Transportation industry supports more regular rapid mass tests but needs urgent support
The pressure on the transportation industry during the pandemic has shifted from moving citizens to keeping a core transportation system operational with a skeleton workforce to ensure freight and key essential workers can continue to move.
A secondary effect of this shift is the sudden change in sources of revenue for transportation operators, with many experiencing an unexpected shortfall in their finances. The industry has followed all safety measures outlined by governments and authorities, including sanitation, social distancing, mask-wearing, and testing. However, the industry needs more support to cope with new pressures on supply in the spring of 2021.
U.S. companies ranging from Colgate-Palmolive Co. to Boot Barn Holdings Inc. -- and others across Europe and Asia -- have highlighted the supply strains in recent days. The Federal Maritime Commission launched an inquiry late last year into port congestion, but bottlenecks persist heading into the seasonal peak before Chinese New Year in mid-February.
“Our freight costs will probably be a pressure point for us over the next, I don’t know, three months or six months,” Greg Hackman, chief operating officer at California-based Boot Barn, said last week, citing port pileups that are affecting inventories.
Stephen Bartlett, chairman of the Association of Freight Software Suppliers, warned that the disruption may be about to escalate.
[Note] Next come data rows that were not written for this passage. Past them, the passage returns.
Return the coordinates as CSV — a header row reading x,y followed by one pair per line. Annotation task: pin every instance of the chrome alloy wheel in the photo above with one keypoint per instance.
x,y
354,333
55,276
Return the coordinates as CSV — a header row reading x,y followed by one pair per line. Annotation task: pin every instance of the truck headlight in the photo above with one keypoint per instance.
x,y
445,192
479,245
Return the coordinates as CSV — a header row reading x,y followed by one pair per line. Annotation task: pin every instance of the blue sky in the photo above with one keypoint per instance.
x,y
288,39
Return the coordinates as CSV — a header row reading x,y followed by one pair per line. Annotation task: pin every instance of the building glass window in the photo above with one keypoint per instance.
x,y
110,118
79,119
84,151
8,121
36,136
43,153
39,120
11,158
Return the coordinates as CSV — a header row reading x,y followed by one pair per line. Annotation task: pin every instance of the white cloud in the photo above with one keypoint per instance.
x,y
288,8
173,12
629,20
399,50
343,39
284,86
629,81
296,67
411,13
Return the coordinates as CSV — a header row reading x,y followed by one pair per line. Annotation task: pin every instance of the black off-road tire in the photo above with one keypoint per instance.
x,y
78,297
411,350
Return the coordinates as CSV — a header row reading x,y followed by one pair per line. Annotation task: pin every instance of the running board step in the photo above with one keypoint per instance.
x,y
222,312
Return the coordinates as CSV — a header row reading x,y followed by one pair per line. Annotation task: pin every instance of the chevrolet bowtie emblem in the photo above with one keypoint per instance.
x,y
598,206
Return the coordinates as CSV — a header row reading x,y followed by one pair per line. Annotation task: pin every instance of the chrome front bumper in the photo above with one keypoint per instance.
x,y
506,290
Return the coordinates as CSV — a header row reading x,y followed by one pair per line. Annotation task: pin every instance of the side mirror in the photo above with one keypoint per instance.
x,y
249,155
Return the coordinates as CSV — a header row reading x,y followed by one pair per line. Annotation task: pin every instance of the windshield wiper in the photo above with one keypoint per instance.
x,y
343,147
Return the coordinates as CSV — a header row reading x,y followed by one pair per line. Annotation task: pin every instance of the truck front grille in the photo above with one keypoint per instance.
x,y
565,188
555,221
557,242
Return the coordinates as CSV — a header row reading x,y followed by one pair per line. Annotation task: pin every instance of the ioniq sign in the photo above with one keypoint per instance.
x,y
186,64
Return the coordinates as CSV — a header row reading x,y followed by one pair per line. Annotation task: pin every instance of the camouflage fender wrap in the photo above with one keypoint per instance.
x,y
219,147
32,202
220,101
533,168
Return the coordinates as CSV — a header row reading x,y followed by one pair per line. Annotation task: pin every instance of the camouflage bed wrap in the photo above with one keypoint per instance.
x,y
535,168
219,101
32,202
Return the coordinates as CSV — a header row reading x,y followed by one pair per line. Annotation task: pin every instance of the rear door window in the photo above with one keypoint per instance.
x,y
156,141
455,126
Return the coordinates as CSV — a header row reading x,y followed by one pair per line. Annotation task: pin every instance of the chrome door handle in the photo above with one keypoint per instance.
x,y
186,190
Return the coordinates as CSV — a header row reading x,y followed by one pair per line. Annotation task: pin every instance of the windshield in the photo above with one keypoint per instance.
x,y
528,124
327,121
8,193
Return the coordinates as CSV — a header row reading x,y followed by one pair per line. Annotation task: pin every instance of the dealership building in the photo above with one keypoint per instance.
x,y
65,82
“There could be more disruption as trucks come through that aren’t prepared with paperwork or drivers who haven’t been tested for COVID-19. There will be more issues,” he said.
Regular rapid mass testing will help facilitate a more significant opening of other large industries such as infrastructure engineering, rail travel, entertainment, hospitality, manufacturing, and retail, among many more. By testing staff regularly in industry with rapid results, consumers and employees can feel safe returning to these environments and employers can have greater certainty on working hours, capacity and avoid further disruption.
The UK has led the way with its “test to suppress” Moonshots programme, announced by Prime Minister Boris Johnson, including the beginning of mass testing in education with teachers and staff in secondary schools beginning self-testing during February with primary schools following shortly after. In guidance from Public Health England, school staff have been asked to use lateral flow tests twice a week to ensure they are COVID free, with other nations expected to follow as they try to identify new variants and strains of the virus so that they are able to reduce the need for future likelihood and closures in education.
The key benefit of these lateral flow antigen tests is their ability to identify asymptomatic carriers of the virus and prevent transmission at the earliest point. This has become even more vital due to the ability for the virus to mutate to become more infectious as we have seen in the UK (Kent), South Africa and Brazil.
The World Nano Foundation and pandemic experts say regular use of inexpensive mass lateral flow rapid antigen test kits is the way to beat COVID-19, its variants, and future viruses. The adoption of rapid mass testing across populations can help pinpoint cases of the virus, reducing the likelihood of transmission and allowing those in education to feel more secure when returning to busy schools and universities, as well as allowing education professionals to deliver the highest standard of teaching once again.
As vaccination quickens across the board, the next prize is to get the world’s economies moving, with mass frequent testing as the key, using the mantra ‘test to suppress’, and as an early warning system to protect against new strains and future outbreaks.